The Minutemen struggled breaking the puck up-ice early on Friday night, causing them to spend the majority of the first period without the puck. After a productive two weeks of practice, BU’s forecheck was one of many frustrations that the Minutemen experienced over the weekend. 

Wilmer Skoog’s lacrosse-style goal put the Terriers up 2-0 early in the second period and made waves nationally for obvious reasons. Skoog’s goal received well-deserved praise but was only made possible by the work done away from the puck by Matt Brown and Brian Carrabes.

Off of a center-ice faceoff, UMass defenseman Scott Morrow was immediately forced to slide the puck to his defense partner because of Brown’s tenacious forechecking. Mikey Adamson, who had just received a pass from Morrow, was forced to send the puck up the boards to avoid the pressure of Carrabes. Jumping on the puck was Skoog, who protected the puck below the goal line before performing his magic just seconds later. 

“I thought [the forecheck] helped us a lot,” Pandolfo said. “We created more because we were good on the forecheck. We were able to pressure them, get the puck back and then work from there. I thought it really showed tonight.”

Quinn Hutson’s second goal of Friday night began 200-feet away with solid work down low by Domenick Fensore and Ryan Greene. Fensore tied up UMass forward Josh Nodler below the goal line and waited for Greene to provide support as the center. 

Greene dug the puck out of a pair of skates and led the charge out of the Terriers’ zone. As Luke Tuch entered the offensive zone, he connected with Greene, who quickly found Hutson, who made no mistake. 

Tenacity along the boards and in the corners led to a large volume of high-danger chances throughout the weekend for the Terriers. Their high-end skill and vision took over at the right times, capitalizing on many of those chances for an outburst of 12 goals in two games. 

“I’ve trusted all our guys. I think upfront, we have a ton of depth,” Pandolfo said. “Whoever’s in the lineup, I trust and know they can contribute offensively and that’s what everyone’s doing, certainly tonight for sure.”

Tuch, a 6’2, 203-pound second-rounder fits perfectly with this medley of skill and heavy hockey.
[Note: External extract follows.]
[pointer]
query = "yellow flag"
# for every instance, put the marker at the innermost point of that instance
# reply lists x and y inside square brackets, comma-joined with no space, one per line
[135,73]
A three-assist weekend – one of his best as a Terrier – showcased the power-forward’s ability to use his size and skill to his advantage.

To open the scoring on Saturday, Tuch’s line once again won the physical contest against UMass and let their finishing ability take care of itself. Following a point shot from Q. Hutson, Tuch secured body positioning in front and handed the puck off to Greene, who buried his sixth point of the weekend. 

“I think [Greene] and [Q. Hutson] have taken another step in the last couple of weeks,” Pandolfo said. “They’re both very good offensive players and they’re dialed in to the defensive zone as well. I think it’s helping their offensive game because of that.”

BU’s statement weekend recharged the energy of dominance that was slowly fading with each successive weekend split. A group that was flirting with underperformance just over two weeks ago has reasserted themselves as a potential national threat.

“We have a really committed group,” Jay O’Brien said. “We have a lot of older guys and you know, guys that just want to win.”